The Globe and Mail- Canadian companies had their busiest three months of deal making since the credit crisis hit in 2008, according to PricewaterhouseCoopers LLP, doing 836 deals worth $57-billion in the second quarter as “mega deals” returned to the market.

The majority of the deals were in the materials, energy and financial sectors at 61 per cent. There was a “notable” surge in the consumer discretionary, information technology and industrial sectors, which together accounted for 31 per cent of the deals.
The number of deals increased by 10 per cent over the second quarter of 2010, while the dollar volume jumped 64 per cent.

“The second quarter was characterized by dismal global news,” the report states. “Athens burned, a Japanese nuclear meltdown was narrowly averted and for the first time in history the creditworthiness the U.S. was called into question.
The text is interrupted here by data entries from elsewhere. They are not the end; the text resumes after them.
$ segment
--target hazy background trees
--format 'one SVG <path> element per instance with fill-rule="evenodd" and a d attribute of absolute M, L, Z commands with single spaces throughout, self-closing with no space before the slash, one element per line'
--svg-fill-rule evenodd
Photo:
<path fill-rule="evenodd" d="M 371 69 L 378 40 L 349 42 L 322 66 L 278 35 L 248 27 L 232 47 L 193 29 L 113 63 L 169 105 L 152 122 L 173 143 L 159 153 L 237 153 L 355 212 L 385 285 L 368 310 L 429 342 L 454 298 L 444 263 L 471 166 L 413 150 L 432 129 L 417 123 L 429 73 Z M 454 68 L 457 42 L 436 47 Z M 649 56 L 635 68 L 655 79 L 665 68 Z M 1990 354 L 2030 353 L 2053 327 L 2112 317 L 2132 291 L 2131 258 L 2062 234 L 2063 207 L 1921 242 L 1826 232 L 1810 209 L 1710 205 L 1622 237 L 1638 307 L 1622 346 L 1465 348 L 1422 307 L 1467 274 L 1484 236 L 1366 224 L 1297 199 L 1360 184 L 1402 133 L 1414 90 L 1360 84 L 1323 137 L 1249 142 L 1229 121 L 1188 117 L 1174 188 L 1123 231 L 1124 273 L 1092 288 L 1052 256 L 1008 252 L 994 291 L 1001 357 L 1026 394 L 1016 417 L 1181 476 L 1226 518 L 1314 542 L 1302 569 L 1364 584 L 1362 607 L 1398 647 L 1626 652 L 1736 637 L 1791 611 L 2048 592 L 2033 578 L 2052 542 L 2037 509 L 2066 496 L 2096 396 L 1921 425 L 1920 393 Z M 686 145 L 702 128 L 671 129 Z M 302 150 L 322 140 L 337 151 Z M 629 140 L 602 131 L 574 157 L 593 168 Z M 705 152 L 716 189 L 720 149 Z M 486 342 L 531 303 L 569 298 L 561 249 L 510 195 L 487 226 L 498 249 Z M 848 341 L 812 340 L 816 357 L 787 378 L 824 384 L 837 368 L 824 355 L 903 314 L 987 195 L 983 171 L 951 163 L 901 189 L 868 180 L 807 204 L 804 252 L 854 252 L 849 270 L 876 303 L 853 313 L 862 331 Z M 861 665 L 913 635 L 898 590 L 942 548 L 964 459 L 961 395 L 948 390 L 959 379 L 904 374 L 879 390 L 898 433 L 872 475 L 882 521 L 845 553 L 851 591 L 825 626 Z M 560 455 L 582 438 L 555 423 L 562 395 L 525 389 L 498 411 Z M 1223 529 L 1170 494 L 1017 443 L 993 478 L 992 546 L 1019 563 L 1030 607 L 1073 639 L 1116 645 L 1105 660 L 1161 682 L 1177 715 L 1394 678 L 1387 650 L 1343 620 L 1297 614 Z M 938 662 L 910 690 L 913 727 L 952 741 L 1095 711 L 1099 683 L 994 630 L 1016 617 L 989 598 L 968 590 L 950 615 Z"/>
Capital markets are confused and the consensus is that the recovery is extremely fragile. It’s bad news all around – except for the Canadian merger and acquisition market.”

The report said 16 deals worth more than $1-billion – so called megadeals – made a comeback in the quarter. Some of the deals included Barrick Gold’s pending $7.8-billion acquisition of Equinox Minerals, a technology consortium bidding $4.5-billion Nortel Networks patents, and Intact Financial’s $2.7-billion takeover of AXA Canada.

The mid-market segment – deals worth $100-million to a billion – saw 71 deals.

“Across all market segments, acquisitions were largely horizontal, pushed by buyers seeking to deploy excess cash and capitalize on access to cheap financing against a backdrop of weak organic growth,” the report states.

The report also noted a “frenzy” in real estate markets, with 90 deals accounting for $9.7-billion. The deals were concentrated in Europe, Canada and Australia. The surge of activity is a “relatively new phenomenon” driven by low interest rates – in the last 10 years the dollar value of real estate deals involving at least one Canadian company has increased by 1,119 per cent.

“The key driver of this trend is an intense thirst for yield by institutional and retail investors,” the report states.